Make sure to include about.js in a script tag in index.html. I'll also add a link to /#/about in index.html. Here is what the about page looks like. (The views can be switched with the links, which go to their respective routes.)

Now in our app.js we can configure our routes.

// app.js
angular.module("myApp", ["ngRoute"])

.config(["$routeProvider", function($routeProvider) {
    
    $routeProvider
        .when("/home", {
            templateUrl: "components/home/home.html",
            controller: "HomeController"
        })
        .when("/about", {
            templateUrl: "components/about/about.html",
            controller: "AboutController"
        })

}]);

One more thing ... This is how you define a default route:

// app.js
angular.module("routingApp", ["ngRoute"])
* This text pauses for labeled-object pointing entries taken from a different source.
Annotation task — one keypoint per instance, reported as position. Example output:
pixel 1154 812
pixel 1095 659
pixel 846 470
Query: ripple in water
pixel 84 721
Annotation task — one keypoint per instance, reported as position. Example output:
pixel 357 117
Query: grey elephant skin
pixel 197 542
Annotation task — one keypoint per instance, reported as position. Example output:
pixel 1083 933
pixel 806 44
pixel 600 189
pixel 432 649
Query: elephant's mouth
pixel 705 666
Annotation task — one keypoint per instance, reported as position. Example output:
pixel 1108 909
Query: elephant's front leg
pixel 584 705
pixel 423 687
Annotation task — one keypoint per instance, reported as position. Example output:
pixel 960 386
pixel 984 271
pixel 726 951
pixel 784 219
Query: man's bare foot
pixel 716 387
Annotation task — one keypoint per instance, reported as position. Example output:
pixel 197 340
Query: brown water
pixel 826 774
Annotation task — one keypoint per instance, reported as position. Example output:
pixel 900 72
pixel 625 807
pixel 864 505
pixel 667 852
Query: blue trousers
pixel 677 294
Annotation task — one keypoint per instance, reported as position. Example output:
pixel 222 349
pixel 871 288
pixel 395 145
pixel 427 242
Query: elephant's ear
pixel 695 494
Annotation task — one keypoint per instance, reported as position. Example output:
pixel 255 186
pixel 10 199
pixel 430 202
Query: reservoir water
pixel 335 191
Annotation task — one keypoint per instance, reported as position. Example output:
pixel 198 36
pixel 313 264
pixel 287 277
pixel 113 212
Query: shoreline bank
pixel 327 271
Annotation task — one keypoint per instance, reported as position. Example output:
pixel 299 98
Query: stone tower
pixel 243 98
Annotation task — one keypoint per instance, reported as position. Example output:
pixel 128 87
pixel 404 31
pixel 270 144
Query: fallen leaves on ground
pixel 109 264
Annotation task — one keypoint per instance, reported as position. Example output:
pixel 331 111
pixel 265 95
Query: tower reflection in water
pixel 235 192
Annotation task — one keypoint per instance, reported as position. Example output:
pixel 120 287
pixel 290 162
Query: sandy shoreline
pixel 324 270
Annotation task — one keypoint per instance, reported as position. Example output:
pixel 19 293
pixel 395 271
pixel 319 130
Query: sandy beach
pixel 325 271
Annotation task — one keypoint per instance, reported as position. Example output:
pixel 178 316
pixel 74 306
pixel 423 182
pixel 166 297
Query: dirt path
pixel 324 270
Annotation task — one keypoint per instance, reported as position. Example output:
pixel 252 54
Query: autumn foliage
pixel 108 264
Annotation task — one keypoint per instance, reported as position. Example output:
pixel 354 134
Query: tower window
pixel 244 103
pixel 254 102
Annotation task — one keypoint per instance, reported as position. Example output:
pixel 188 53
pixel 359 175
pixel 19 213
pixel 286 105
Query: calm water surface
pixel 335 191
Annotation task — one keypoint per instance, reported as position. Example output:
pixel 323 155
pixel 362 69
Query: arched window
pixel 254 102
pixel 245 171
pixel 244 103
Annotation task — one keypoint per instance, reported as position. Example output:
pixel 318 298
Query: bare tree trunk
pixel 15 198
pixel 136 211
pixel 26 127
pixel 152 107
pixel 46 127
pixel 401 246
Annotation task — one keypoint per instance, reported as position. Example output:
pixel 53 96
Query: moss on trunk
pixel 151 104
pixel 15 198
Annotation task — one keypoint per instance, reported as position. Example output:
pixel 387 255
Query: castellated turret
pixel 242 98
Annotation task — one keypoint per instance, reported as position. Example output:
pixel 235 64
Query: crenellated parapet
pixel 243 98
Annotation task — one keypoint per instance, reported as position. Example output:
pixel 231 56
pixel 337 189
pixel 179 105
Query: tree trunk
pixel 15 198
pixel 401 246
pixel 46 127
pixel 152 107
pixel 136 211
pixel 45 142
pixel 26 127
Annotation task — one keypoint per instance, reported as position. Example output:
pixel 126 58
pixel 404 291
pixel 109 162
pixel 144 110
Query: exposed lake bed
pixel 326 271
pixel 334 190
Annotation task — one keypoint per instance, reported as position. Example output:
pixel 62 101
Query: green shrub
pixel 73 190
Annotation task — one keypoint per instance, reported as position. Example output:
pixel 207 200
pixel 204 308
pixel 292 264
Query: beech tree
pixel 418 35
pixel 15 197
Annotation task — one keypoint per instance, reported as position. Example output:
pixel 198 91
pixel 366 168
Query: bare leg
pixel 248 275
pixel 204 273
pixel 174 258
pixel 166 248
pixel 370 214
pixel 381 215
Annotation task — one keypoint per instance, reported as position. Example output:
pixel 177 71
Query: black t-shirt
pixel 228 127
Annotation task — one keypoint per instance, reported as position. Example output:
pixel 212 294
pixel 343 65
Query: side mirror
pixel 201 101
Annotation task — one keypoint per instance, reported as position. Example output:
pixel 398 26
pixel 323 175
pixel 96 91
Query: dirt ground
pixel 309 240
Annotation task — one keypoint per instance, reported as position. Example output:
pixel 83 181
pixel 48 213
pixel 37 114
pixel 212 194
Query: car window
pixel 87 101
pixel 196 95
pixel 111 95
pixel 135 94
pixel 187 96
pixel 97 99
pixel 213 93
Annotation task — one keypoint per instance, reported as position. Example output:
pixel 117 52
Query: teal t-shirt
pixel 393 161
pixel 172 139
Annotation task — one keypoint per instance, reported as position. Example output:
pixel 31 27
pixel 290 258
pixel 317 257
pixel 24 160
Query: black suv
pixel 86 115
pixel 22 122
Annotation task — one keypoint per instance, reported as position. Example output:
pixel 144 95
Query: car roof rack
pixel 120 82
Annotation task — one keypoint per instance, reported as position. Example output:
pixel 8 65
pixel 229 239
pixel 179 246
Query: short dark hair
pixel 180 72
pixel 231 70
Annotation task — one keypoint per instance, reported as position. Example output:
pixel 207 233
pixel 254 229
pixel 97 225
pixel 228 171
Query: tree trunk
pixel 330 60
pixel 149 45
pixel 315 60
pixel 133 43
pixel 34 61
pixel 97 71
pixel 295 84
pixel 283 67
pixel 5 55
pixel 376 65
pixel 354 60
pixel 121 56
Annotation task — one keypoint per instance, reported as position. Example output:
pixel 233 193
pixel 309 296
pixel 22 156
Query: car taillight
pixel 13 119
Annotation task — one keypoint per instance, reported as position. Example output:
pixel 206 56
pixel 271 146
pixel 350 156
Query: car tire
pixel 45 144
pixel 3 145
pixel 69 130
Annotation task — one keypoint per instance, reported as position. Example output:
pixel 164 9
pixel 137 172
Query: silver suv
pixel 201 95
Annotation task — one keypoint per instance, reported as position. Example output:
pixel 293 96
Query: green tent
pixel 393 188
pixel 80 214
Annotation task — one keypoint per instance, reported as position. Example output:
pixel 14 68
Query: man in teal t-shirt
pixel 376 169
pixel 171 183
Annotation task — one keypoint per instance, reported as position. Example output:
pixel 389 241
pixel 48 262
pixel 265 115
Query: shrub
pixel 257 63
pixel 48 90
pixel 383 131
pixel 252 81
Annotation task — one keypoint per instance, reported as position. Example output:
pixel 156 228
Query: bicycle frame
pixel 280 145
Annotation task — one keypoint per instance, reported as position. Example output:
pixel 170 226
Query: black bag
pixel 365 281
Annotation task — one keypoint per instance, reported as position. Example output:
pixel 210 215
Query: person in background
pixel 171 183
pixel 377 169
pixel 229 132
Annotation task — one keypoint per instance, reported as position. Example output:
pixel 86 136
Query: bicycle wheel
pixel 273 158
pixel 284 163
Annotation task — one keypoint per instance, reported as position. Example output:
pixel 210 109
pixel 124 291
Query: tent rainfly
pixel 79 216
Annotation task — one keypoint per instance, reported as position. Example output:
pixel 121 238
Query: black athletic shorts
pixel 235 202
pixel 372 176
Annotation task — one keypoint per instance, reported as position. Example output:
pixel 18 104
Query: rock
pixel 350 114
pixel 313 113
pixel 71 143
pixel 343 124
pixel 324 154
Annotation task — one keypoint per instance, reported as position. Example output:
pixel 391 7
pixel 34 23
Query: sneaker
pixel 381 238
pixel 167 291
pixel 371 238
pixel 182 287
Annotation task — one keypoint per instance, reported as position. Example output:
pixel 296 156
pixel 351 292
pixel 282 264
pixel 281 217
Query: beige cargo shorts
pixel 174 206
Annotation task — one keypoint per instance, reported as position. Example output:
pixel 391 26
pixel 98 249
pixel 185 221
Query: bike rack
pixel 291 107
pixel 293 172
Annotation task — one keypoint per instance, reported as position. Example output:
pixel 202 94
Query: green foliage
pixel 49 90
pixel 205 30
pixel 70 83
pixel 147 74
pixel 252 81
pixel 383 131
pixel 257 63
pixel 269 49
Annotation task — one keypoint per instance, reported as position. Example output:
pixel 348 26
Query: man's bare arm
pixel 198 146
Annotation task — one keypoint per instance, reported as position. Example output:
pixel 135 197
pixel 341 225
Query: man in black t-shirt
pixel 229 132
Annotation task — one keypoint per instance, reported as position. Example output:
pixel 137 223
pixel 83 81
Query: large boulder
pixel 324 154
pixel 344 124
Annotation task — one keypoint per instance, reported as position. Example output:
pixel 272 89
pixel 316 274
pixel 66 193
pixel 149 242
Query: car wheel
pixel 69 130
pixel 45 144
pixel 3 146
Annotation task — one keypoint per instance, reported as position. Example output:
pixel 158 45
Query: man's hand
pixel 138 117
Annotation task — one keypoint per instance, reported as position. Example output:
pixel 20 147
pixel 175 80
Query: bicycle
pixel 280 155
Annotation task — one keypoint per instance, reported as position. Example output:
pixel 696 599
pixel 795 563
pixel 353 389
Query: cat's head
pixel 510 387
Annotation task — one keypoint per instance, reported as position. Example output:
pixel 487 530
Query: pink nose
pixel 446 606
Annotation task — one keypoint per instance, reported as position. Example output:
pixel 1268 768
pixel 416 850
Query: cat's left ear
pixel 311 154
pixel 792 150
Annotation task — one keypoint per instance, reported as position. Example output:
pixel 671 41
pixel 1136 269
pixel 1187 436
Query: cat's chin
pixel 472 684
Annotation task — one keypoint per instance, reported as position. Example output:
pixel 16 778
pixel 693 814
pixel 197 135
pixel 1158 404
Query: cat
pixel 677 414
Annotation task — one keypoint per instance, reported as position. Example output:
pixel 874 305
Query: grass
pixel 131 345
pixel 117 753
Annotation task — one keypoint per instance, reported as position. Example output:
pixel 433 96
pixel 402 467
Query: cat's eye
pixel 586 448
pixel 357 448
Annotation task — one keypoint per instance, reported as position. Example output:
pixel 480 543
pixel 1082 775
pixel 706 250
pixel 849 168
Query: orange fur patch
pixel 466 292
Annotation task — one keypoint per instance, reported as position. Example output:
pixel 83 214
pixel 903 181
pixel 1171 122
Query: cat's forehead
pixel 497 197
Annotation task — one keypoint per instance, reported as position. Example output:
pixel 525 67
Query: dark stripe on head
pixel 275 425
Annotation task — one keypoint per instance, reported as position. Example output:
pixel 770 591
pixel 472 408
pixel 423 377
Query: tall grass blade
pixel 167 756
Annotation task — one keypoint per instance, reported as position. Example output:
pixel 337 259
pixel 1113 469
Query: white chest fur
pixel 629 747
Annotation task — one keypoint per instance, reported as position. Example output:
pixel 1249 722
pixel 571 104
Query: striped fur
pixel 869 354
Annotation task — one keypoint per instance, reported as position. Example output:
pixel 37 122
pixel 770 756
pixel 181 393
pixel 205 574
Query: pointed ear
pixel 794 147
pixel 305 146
.config(["$routeProvider", function($routeProvider) {
    
    $routeProvider
        .when("/home", {
            templateUrl: "components/home/home.html",
            controller: "HomeController"
        })
        .when("/about", {
            templateUrl: "components/about/about.html",
            controller: "AboutController"
        })
        .otherwise({
            redirectTo: "/home"
        });
}]);

The otherwise function sets a route to fallback on if the route that the user enters is not registered. (So if you go to / in the browser, it will redirect to /#/home.)

This tutorial was written for angular-route 1.5.6 and angular 1.5.6.